1

I want to run PIG in local mode, which is very easy pig -x local file.pig

My requirement is to run PIG in local mode from OOZIE? Is it possible as i think OOZIE will automatically launch map task first?

AddWeb Solution Pvt Ltd
  • 21,025
  • 5
  • 26
  • 57

2 Answers2

0

It's possible. When a pig script is run by Oozie, it's run as a one-map map-reduce job, which only runs the pig script, which in turn runs other map-reduce jobs (when pig is run in mapred mode).

It seems, that Pig action configuration doesn't allow running in local mode, but you can still run Pig script in local mode using shell action type. You only have to make sure, that your script, input and output data are in HDFS.

Mikhail Golubtsov
  • 6,285
  • 3
  • 29
  • 36
  • Thanks for the answer But Pig in local mode load/store data from local file system instead of HDFS. Keeping pig on hdfs make sense but input and output path on hdfs doest makes sense ? Can you show me how to write the oozie workflow for that ? – Vishal Donderia Aug 03 '15 at 11:42
  • You should be aware how Oozie runs things.
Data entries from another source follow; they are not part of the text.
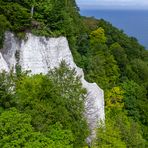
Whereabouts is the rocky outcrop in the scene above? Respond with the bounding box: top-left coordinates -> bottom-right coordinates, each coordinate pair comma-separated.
0,32 -> 105,142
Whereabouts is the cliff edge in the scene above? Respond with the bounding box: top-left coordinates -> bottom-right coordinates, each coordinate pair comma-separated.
0,32 -> 105,142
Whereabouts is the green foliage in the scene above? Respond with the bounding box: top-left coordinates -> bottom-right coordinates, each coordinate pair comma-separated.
0,62 -> 89,147
0,72 -> 15,109
47,62 -> 89,147
93,99 -> 146,148
47,123 -> 74,148
129,59 -> 148,85
110,42 -> 128,72
86,53 -> 120,89
90,27 -> 107,44
77,17 -> 148,146
0,2 -> 31,32
0,0 -> 148,146
121,80 -> 148,141
105,86 -> 124,110
13,62 -> 89,147
0,108 -> 49,147
0,0 -> 84,38
94,120 -> 126,148
0,108 -> 74,148
85,46 -> 120,89
115,114 -> 146,148
97,19 -> 146,60
0,15 -> 10,47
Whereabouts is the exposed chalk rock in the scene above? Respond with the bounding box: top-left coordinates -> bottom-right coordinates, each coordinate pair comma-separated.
0,53 -> 9,72
0,32 -> 105,142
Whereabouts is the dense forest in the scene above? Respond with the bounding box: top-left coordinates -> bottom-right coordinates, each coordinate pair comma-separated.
0,0 -> 148,147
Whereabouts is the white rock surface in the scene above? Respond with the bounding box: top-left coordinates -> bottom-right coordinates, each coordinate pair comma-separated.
0,32 -> 105,142
0,53 -> 9,72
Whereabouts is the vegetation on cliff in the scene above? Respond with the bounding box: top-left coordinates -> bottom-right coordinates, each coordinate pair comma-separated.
77,18 -> 148,147
0,62 -> 89,147
0,0 -> 148,147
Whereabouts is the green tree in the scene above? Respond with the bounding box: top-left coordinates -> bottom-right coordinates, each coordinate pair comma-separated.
0,108 -> 74,148
0,15 -> 10,47
0,2 -> 31,32
86,51 -> 120,89
90,27 -> 107,44
110,42 -> 128,72
121,80 -> 148,141
93,118 -> 126,148
105,86 -> 124,111
14,61 -> 89,147
122,80 -> 147,122
0,72 -> 15,110
130,59 -> 148,85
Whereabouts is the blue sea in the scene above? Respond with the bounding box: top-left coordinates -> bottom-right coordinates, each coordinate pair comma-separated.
80,9 -> 148,49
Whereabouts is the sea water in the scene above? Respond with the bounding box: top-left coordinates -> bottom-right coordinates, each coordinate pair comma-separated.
80,9 -> 148,49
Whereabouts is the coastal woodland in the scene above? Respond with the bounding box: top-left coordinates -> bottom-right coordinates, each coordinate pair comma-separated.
0,0 -> 148,147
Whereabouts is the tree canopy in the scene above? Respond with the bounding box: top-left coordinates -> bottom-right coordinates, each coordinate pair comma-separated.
0,0 -> 148,147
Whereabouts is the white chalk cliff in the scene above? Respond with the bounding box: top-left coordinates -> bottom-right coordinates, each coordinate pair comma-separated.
0,32 -> 105,142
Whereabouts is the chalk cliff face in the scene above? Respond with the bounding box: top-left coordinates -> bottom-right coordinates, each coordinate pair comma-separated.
0,32 -> 105,142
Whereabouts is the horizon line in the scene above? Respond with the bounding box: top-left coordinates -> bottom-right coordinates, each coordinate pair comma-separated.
79,7 -> 148,11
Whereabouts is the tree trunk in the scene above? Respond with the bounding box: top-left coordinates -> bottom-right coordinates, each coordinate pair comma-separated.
31,6 -> 34,18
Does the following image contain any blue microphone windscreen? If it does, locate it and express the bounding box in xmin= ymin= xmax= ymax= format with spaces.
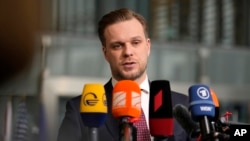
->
xmin=188 ymin=84 xmax=215 ymax=121
xmin=81 ymin=113 xmax=107 ymax=127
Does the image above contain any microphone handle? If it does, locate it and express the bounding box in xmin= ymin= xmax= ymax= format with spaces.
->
xmin=199 ymin=116 xmax=211 ymax=141
xmin=210 ymin=122 xmax=219 ymax=141
xmin=88 ymin=127 xmax=98 ymax=141
xmin=119 ymin=120 xmax=137 ymax=141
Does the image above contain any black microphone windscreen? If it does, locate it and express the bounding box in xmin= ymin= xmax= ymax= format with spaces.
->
xmin=173 ymin=104 xmax=200 ymax=138
xmin=149 ymin=80 xmax=173 ymax=137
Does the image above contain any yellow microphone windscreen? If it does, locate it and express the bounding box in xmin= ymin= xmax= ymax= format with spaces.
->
xmin=80 ymin=83 xmax=107 ymax=127
xmin=80 ymin=83 xmax=107 ymax=113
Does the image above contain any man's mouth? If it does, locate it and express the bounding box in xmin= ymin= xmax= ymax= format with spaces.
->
xmin=122 ymin=62 xmax=136 ymax=68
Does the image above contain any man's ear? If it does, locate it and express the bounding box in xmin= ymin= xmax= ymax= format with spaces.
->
xmin=147 ymin=38 xmax=151 ymax=56
xmin=102 ymin=46 xmax=108 ymax=60
xmin=102 ymin=46 xmax=106 ymax=54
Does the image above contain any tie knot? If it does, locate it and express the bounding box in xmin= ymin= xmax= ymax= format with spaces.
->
xmin=140 ymin=89 xmax=148 ymax=94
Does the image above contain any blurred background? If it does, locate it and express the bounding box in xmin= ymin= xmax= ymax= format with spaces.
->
xmin=1 ymin=0 xmax=250 ymax=141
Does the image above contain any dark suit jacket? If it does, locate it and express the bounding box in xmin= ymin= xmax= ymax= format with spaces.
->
xmin=57 ymin=79 xmax=195 ymax=141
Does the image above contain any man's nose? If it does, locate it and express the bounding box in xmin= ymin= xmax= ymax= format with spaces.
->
xmin=123 ymin=44 xmax=133 ymax=57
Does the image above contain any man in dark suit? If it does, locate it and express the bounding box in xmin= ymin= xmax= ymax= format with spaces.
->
xmin=57 ymin=8 xmax=194 ymax=141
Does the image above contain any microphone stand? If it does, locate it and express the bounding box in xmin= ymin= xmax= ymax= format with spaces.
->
xmin=200 ymin=116 xmax=211 ymax=141
xmin=88 ymin=127 xmax=98 ymax=141
xmin=211 ymin=121 xmax=230 ymax=141
xmin=198 ymin=120 xmax=230 ymax=141
xmin=198 ymin=131 xmax=230 ymax=141
xmin=119 ymin=117 xmax=137 ymax=141
xmin=210 ymin=121 xmax=219 ymax=141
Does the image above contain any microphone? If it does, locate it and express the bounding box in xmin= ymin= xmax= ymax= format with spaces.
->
xmin=173 ymin=104 xmax=200 ymax=138
xmin=112 ymin=80 xmax=141 ymax=141
xmin=189 ymin=84 xmax=215 ymax=141
xmin=149 ymin=80 xmax=174 ymax=141
xmin=204 ymin=88 xmax=230 ymax=141
xmin=80 ymin=83 xmax=107 ymax=141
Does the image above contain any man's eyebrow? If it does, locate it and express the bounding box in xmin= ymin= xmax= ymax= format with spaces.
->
xmin=110 ymin=41 xmax=124 ymax=45
xmin=109 ymin=36 xmax=143 ymax=45
xmin=131 ymin=36 xmax=143 ymax=40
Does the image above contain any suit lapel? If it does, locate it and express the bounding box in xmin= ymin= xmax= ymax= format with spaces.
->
xmin=104 ymin=79 xmax=119 ymax=140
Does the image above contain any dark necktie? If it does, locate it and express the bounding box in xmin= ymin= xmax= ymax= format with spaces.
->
xmin=133 ymin=91 xmax=151 ymax=141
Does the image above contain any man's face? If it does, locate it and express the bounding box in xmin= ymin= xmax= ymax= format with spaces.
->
xmin=102 ymin=18 xmax=151 ymax=83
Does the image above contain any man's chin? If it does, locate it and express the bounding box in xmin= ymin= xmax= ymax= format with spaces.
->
xmin=120 ymin=72 xmax=141 ymax=80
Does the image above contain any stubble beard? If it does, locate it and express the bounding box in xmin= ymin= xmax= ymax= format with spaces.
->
xmin=113 ymin=64 xmax=147 ymax=81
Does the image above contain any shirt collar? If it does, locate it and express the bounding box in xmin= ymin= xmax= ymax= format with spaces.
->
xmin=111 ymin=76 xmax=149 ymax=94
xmin=140 ymin=76 xmax=149 ymax=94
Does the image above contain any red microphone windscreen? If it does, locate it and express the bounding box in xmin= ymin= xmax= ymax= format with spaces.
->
xmin=112 ymin=80 xmax=141 ymax=119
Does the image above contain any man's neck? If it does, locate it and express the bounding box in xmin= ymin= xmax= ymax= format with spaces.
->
xmin=111 ymin=74 xmax=148 ymax=87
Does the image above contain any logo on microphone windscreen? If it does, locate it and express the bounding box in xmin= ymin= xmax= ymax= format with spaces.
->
xmin=112 ymin=80 xmax=141 ymax=118
xmin=197 ymin=87 xmax=210 ymax=99
xmin=83 ymin=92 xmax=99 ymax=106
xmin=80 ymin=83 xmax=107 ymax=113
xmin=154 ymin=90 xmax=162 ymax=112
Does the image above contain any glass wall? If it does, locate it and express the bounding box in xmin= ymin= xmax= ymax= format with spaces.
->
xmin=52 ymin=0 xmax=250 ymax=47
xmin=45 ymin=35 xmax=250 ymax=85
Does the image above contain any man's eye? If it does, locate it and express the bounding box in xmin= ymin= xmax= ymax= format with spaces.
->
xmin=112 ymin=44 xmax=122 ymax=49
xmin=132 ymin=41 xmax=140 ymax=45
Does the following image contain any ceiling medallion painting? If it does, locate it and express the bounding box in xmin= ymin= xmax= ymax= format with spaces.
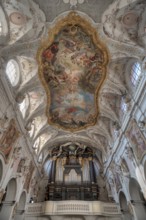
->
xmin=37 ymin=12 xmax=108 ymax=131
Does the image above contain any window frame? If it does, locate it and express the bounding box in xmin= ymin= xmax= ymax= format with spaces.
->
xmin=121 ymin=97 xmax=127 ymax=113
xmin=130 ymin=62 xmax=141 ymax=86
xmin=6 ymin=59 xmax=20 ymax=87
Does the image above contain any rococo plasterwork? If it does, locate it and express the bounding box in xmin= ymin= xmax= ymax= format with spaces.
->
xmin=37 ymin=12 xmax=108 ymax=131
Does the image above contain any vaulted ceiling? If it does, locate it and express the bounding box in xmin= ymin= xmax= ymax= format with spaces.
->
xmin=1 ymin=0 xmax=145 ymax=166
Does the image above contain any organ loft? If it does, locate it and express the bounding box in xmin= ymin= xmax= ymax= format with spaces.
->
xmin=45 ymin=143 xmax=102 ymax=201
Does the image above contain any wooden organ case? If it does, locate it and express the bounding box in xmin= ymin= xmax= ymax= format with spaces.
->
xmin=45 ymin=143 xmax=99 ymax=201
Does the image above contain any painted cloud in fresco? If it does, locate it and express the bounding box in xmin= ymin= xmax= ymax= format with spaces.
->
xmin=41 ymin=22 xmax=106 ymax=130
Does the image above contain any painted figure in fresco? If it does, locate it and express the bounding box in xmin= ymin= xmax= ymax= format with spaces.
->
xmin=126 ymin=120 xmax=146 ymax=160
xmin=43 ymin=42 xmax=59 ymax=64
xmin=24 ymin=162 xmax=34 ymax=192
xmin=0 ymin=116 xmax=9 ymax=134
xmin=0 ymin=119 xmax=19 ymax=160
xmin=17 ymin=158 xmax=26 ymax=173
xmin=41 ymin=23 xmax=106 ymax=130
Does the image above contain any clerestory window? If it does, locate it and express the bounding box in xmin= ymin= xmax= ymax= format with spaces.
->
xmin=6 ymin=60 xmax=20 ymax=86
xmin=131 ymin=62 xmax=141 ymax=86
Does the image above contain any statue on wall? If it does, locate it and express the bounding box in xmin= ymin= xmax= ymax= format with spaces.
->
xmin=0 ymin=119 xmax=19 ymax=161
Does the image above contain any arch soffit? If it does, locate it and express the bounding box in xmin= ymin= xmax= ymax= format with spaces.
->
xmin=128 ymin=177 xmax=143 ymax=200
xmin=4 ymin=178 xmax=17 ymax=201
xmin=40 ymin=135 xmax=103 ymax=154
xmin=40 ymin=136 xmax=103 ymax=165
xmin=118 ymin=190 xmax=129 ymax=205
xmin=142 ymin=154 xmax=146 ymax=180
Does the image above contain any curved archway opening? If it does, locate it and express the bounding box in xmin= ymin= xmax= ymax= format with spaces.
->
xmin=14 ymin=191 xmax=26 ymax=220
xmin=129 ymin=178 xmax=146 ymax=220
xmin=0 ymin=178 xmax=17 ymax=220
xmin=119 ymin=191 xmax=133 ymax=220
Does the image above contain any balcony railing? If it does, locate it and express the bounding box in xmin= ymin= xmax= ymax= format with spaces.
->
xmin=26 ymin=200 xmax=121 ymax=217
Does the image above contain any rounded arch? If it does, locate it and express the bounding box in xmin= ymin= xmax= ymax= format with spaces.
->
xmin=5 ymin=178 xmax=17 ymax=202
xmin=41 ymin=135 xmax=102 ymax=163
xmin=119 ymin=191 xmax=133 ymax=220
xmin=125 ymin=58 xmax=142 ymax=93
xmin=0 ymin=178 xmax=17 ymax=220
xmin=6 ymin=59 xmax=20 ymax=87
xmin=129 ymin=178 xmax=144 ymax=201
xmin=14 ymin=191 xmax=26 ymax=220
xmin=129 ymin=178 xmax=146 ymax=220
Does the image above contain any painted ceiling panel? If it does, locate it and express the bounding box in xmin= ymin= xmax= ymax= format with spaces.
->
xmin=38 ymin=12 xmax=108 ymax=131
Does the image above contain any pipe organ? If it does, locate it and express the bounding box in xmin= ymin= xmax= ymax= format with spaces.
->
xmin=44 ymin=143 xmax=100 ymax=201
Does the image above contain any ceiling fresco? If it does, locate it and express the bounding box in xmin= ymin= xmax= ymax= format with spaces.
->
xmin=38 ymin=12 xmax=108 ymax=131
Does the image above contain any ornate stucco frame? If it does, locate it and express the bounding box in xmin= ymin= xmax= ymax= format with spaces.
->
xmin=37 ymin=12 xmax=109 ymax=132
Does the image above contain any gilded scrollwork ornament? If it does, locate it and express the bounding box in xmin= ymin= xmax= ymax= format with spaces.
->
xmin=37 ymin=12 xmax=108 ymax=131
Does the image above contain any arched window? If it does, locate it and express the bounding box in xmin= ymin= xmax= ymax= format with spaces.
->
xmin=131 ymin=62 xmax=141 ymax=86
xmin=121 ymin=98 xmax=127 ymax=113
xmin=6 ymin=60 xmax=20 ymax=86
xmin=113 ymin=129 xmax=119 ymax=138
xmin=19 ymin=95 xmax=29 ymax=118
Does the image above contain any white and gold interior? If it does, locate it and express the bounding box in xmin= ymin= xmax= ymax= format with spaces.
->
xmin=0 ymin=0 xmax=146 ymax=220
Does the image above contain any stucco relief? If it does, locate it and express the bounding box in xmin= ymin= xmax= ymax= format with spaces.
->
xmin=102 ymin=0 xmax=146 ymax=48
xmin=3 ymin=0 xmax=46 ymax=44
xmin=38 ymin=12 xmax=108 ymax=131
xmin=62 ymin=0 xmax=85 ymax=8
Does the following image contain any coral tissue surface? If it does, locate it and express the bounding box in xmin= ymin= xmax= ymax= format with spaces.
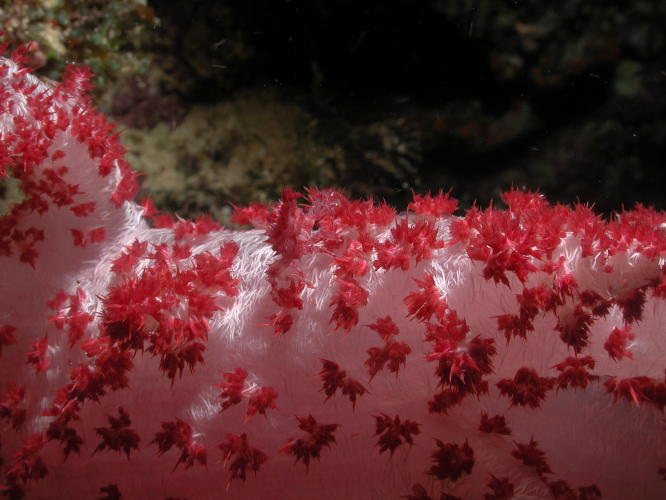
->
xmin=1 ymin=50 xmax=666 ymax=499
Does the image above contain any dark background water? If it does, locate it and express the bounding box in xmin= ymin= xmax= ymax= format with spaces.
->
xmin=147 ymin=0 xmax=666 ymax=214
xmin=3 ymin=0 xmax=666 ymax=216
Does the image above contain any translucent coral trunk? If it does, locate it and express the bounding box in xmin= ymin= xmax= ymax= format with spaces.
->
xmin=1 ymin=52 xmax=666 ymax=500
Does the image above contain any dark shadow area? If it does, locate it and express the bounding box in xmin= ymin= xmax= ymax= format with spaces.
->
xmin=141 ymin=0 xmax=666 ymax=215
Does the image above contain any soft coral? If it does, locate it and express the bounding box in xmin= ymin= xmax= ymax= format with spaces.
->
xmin=1 ymin=51 xmax=666 ymax=500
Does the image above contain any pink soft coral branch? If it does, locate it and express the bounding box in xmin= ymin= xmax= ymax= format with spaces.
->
xmin=1 ymin=53 xmax=666 ymax=500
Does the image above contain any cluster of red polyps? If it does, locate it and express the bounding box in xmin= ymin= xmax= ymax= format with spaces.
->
xmin=1 ymin=46 xmax=666 ymax=500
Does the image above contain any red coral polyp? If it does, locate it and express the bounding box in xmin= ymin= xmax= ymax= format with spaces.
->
xmin=2 ymin=50 xmax=666 ymax=500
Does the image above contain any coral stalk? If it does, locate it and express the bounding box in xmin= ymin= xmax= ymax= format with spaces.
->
xmin=1 ymin=52 xmax=666 ymax=499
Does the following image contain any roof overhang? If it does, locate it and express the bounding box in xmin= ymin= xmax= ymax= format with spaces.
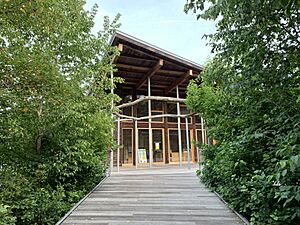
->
xmin=110 ymin=30 xmax=203 ymax=96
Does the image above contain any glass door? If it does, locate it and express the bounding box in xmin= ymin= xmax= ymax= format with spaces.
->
xmin=168 ymin=129 xmax=191 ymax=163
xmin=138 ymin=129 xmax=149 ymax=164
xmin=152 ymin=129 xmax=164 ymax=163
xmin=122 ymin=129 xmax=133 ymax=164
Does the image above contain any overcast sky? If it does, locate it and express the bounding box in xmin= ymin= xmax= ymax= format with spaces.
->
xmin=84 ymin=0 xmax=216 ymax=65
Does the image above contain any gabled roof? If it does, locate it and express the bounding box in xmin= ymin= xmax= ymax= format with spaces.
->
xmin=110 ymin=30 xmax=203 ymax=71
xmin=110 ymin=30 xmax=203 ymax=96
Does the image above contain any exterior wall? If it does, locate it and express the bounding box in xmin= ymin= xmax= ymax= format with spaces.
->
xmin=114 ymin=111 xmax=207 ymax=167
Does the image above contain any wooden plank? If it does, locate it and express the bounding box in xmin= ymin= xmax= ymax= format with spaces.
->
xmin=165 ymin=70 xmax=193 ymax=93
xmin=59 ymin=166 xmax=245 ymax=225
xmin=135 ymin=59 xmax=163 ymax=89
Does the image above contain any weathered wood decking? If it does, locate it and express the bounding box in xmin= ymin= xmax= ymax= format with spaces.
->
xmin=59 ymin=165 xmax=245 ymax=225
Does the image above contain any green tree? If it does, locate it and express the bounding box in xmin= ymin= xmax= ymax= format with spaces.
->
xmin=185 ymin=0 xmax=300 ymax=224
xmin=0 ymin=0 xmax=120 ymax=224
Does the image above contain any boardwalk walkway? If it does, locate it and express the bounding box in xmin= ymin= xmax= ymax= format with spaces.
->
xmin=59 ymin=165 xmax=245 ymax=225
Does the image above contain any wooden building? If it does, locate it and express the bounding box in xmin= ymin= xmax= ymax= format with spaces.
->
xmin=110 ymin=31 xmax=207 ymax=169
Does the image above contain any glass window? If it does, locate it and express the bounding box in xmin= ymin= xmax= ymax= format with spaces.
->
xmin=195 ymin=115 xmax=202 ymax=124
xmin=169 ymin=129 xmax=191 ymax=162
xmin=180 ymin=106 xmax=191 ymax=123
xmin=153 ymin=130 xmax=163 ymax=162
xmin=151 ymin=100 xmax=163 ymax=122
xmin=167 ymin=103 xmax=177 ymax=123
xmin=196 ymin=130 xmax=206 ymax=145
xmin=152 ymin=111 xmax=163 ymax=122
xmin=122 ymin=106 xmax=132 ymax=116
xmin=152 ymin=100 xmax=163 ymax=111
xmin=137 ymin=101 xmax=148 ymax=118
xmin=169 ymin=130 xmax=179 ymax=154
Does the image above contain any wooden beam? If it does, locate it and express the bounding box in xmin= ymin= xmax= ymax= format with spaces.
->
xmin=117 ymin=96 xmax=186 ymax=109
xmin=118 ymin=44 xmax=123 ymax=51
xmin=116 ymin=64 xmax=149 ymax=72
xmin=114 ymin=112 xmax=192 ymax=121
xmin=117 ymin=65 xmax=185 ymax=76
xmin=165 ymin=70 xmax=193 ymax=94
xmin=118 ymin=77 xmax=172 ymax=86
xmin=119 ymin=55 xmax=157 ymax=63
xmin=135 ymin=59 xmax=163 ymax=89
xmin=113 ymin=44 xmax=123 ymax=63
xmin=116 ymin=63 xmax=185 ymax=76
xmin=138 ymin=85 xmax=188 ymax=90
xmin=123 ymin=44 xmax=160 ymax=60
xmin=122 ymin=44 xmax=202 ymax=72
xmin=116 ymin=71 xmax=181 ymax=80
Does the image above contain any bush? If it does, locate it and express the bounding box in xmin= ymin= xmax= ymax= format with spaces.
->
xmin=185 ymin=0 xmax=300 ymax=224
xmin=0 ymin=0 xmax=120 ymax=224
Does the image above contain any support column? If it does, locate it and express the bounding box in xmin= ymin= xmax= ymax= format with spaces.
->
xmin=163 ymin=102 xmax=169 ymax=164
xmin=201 ymin=117 xmax=205 ymax=163
xmin=110 ymin=70 xmax=114 ymax=174
xmin=117 ymin=116 xmax=120 ymax=172
xmin=135 ymin=119 xmax=138 ymax=169
xmin=108 ymin=44 xmax=121 ymax=174
xmin=148 ymin=77 xmax=153 ymax=168
xmin=192 ymin=115 xmax=199 ymax=163
xmin=185 ymin=117 xmax=191 ymax=170
xmin=132 ymin=88 xmax=137 ymax=166
xmin=176 ymin=86 xmax=182 ymax=167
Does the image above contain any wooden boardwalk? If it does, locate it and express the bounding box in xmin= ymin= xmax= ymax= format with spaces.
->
xmin=59 ymin=165 xmax=245 ymax=225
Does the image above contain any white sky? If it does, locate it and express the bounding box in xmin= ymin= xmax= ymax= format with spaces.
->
xmin=85 ymin=0 xmax=216 ymax=65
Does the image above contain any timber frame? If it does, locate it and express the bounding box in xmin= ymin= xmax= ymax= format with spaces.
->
xmin=109 ymin=31 xmax=207 ymax=171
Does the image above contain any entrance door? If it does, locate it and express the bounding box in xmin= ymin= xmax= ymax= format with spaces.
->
xmin=138 ymin=129 xmax=149 ymax=164
xmin=122 ymin=129 xmax=133 ymax=164
xmin=152 ymin=129 xmax=164 ymax=163
xmin=168 ymin=129 xmax=191 ymax=163
xmin=137 ymin=129 xmax=165 ymax=165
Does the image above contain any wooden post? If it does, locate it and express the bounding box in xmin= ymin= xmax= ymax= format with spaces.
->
xmin=185 ymin=117 xmax=191 ymax=170
xmin=109 ymin=43 xmax=122 ymax=173
xmin=201 ymin=117 xmax=205 ymax=163
xmin=132 ymin=88 xmax=137 ymax=166
xmin=135 ymin=119 xmax=138 ymax=169
xmin=163 ymin=102 xmax=169 ymax=164
xmin=192 ymin=115 xmax=199 ymax=163
xmin=205 ymin=124 xmax=208 ymax=144
xmin=148 ymin=77 xmax=153 ymax=168
xmin=110 ymin=70 xmax=114 ymax=174
xmin=117 ymin=116 xmax=120 ymax=172
xmin=176 ymin=86 xmax=182 ymax=167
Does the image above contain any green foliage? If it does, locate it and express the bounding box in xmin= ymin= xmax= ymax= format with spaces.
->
xmin=0 ymin=204 xmax=16 ymax=225
xmin=185 ymin=0 xmax=300 ymax=224
xmin=0 ymin=0 xmax=120 ymax=224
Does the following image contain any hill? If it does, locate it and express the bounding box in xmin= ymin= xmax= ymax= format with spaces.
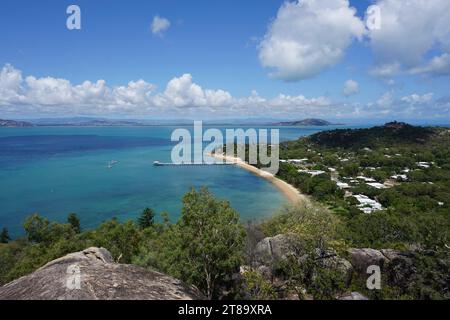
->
xmin=305 ymin=121 xmax=440 ymax=149
xmin=274 ymin=118 xmax=335 ymax=126
xmin=0 ymin=119 xmax=33 ymax=127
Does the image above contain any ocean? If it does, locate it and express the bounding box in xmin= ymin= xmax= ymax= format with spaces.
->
xmin=0 ymin=125 xmax=359 ymax=237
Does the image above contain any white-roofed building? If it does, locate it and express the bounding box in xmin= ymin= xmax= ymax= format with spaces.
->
xmin=288 ymin=159 xmax=308 ymax=165
xmin=366 ymin=182 xmax=387 ymax=189
xmin=391 ymin=174 xmax=408 ymax=181
xmin=357 ymin=176 xmax=376 ymax=183
xmin=354 ymin=194 xmax=383 ymax=214
xmin=336 ymin=181 xmax=350 ymax=189
xmin=298 ymin=169 xmax=326 ymax=177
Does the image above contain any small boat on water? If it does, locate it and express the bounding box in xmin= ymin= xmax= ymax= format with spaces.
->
xmin=107 ymin=160 xmax=119 ymax=169
xmin=153 ymin=161 xmax=163 ymax=166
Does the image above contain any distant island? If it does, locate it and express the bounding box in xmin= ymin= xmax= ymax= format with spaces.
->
xmin=0 ymin=117 xmax=342 ymax=127
xmin=0 ymin=119 xmax=34 ymax=127
xmin=271 ymin=118 xmax=341 ymax=126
It runs pig or shell scripts as map-reduce jobs with one mapper and no reducers. Therefore an execution node is selected randomly from the map-reduce cluster. So you can not say ahead which node will run your script. Because of that there is no point in using local filesystem, use HDFS because it's available on all nodes. Use full URI in form of 'hdfs://namenode:port/path/to/file' to refer HDFS paths in a pig script. – Mikhail Golubtsov Aug 03 '15 at 11:56
  • It would be great if you have provided some reasoning when running pig in a local mode with Oozie is useful. – Mikhail Golubtsov Aug 03 '15 at 12:02
  • All all job scheduling we use oozie frame work, so we want to use the same frame work but run pig in local mode as with less amount in data local model is faster than mapred mode – Vishal Donderia Aug 03 '15 at 12:16
0

I don't think, we can run pig in local mode from oozie. Comment which Vishal wrote makes sense. In some cases, where there is lesser amount of data, Its better to go for pig in local mode. To run in local mode, you can run by writing a shell script and scheduling that in crontab.If you try this through oozie. Upto my knowledge It won't suit well , because Oozie is meant to run in HDFS.

If you want oozie to run on some data . It expects that data to be in HDFS (i.e distributed).And You must have the pig script as well in hdfs.I rembered seeing post from AlanGates where he mentioned PIG is designed to process data from/to HDFS and hive is for local to HDFS or HDFS to HDFS.

Govind
  • 419
  • 8
  • 25